[Spambayes] an alternative use of filters

Wed Dec 18 17:04:39 EST 2002

[Eric S. Johansson]
> I'm working on another antispam project (camram) which converts
> e-mail from a receiver pays (traditional with or without filters) to a
> sender pays system in which proof of work postage stamps are the
> go/nogo test.
>
> Unstamped mail that isn't from a white listed address generates a
> postage to notice.  Needless to say, that can generate a lot of postage
> due notices.  In an attempt to reduce the number of postage due notices,
> I'm interested in using Spam filters to categorize the mail into three
> buckets; clearly Spam, clearly not Spam, and can't tell.  Only the can't
> tell messages will get postage due notices.
>
> So, will your filter give me this discrimination capability?
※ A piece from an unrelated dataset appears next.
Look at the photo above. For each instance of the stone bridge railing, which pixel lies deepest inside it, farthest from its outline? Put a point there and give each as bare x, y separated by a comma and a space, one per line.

Three-way classification is the intended use of the spambayes classifier.  A
msg gets a score from 0.0 (ham) to 1.0 (spam) and there are two configurable
cutoffs:  msgs with a score below ham_cutoff are called Ham, above
spam_cutoff Spam, and any score between those Unsure.
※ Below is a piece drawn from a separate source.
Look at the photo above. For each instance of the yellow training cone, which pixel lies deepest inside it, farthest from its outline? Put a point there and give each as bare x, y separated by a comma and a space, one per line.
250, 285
While experience varies across test sets and care in training, in my
experience Unsures are, over time, about half spam and half ham.  A curious
and semi-encouraging thing is that they're overwhelmingly msgs *I* can't
judge at a glance either, and sometimes it's so hard to tell I just throw
the msg away as unintelligble.  I call that "semi-"encouraging because, in
conjunction with camram, I don't believe I'd want Unsures stopped from
reaching me.  For example, a common class of Unsures is commercial HTML
email from companies I do business with; e.g., last week I got an Unsure
that was an auto-generated order receipt for an online order of a software
program.  I wanted to get the receipt, but the email was very spammish, full
of ads and links for follow-on offers, and other marketing collateral.  I
doubt reply email would be seen by a human, so a postage-due scheme probably
would have dropped it into the bit bucket on both ends.
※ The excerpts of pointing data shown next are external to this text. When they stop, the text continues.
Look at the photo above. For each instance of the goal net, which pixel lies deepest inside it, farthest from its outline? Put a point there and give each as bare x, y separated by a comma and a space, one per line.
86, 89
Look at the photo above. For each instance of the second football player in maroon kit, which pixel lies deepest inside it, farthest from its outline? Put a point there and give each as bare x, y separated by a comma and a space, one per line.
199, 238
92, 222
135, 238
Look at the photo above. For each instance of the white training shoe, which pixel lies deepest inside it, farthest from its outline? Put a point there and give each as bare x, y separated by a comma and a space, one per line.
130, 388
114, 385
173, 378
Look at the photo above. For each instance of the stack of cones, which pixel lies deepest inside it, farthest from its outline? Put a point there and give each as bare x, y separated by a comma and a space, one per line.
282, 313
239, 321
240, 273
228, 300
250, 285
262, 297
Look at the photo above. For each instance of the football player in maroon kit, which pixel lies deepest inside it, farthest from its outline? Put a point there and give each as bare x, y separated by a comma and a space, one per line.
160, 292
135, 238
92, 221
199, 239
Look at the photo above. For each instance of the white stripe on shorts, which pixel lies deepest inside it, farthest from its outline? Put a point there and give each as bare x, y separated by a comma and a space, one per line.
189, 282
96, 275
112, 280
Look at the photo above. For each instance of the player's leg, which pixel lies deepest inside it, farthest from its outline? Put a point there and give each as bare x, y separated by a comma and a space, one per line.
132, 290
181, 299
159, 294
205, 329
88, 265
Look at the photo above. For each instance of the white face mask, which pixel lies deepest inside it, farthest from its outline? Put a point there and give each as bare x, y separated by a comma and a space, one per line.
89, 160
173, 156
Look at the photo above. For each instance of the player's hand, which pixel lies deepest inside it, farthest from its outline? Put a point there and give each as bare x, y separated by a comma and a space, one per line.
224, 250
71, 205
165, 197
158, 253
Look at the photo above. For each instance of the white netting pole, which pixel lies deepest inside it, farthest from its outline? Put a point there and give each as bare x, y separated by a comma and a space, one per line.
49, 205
The outstanding feature of the kind of classifier we're using is that it
adjusts to an individual's notions of what constitutes ham and spam, so this
kind of mistake is less frequent here than under other systems (for example,
the order receipt mentioned above wasn't called spam, because the system
knew I ordered other software of similar nature in the past; but the email
*would* have been called spam if most other people had received it).  But
the error rates are, while very low for individual use, still non-zero, and
I expect they always will be.

So, if you try this, I suggest setting ham_cutoff very low (below 0.05), and
spam_cutoff very high (over 0.95).  The mdedian ham score is essentially 0,
and the median spam score is essentially 1.0, so, while aggressive, this
isn't quite as extreme as it may sound at first.  The problem I expect
remains, though:  solicited commercial email, and especially the first few
times a user gets one from a given vendor, will end up Unsure, and there may
not be anyone on the other end to respond to a postage nag.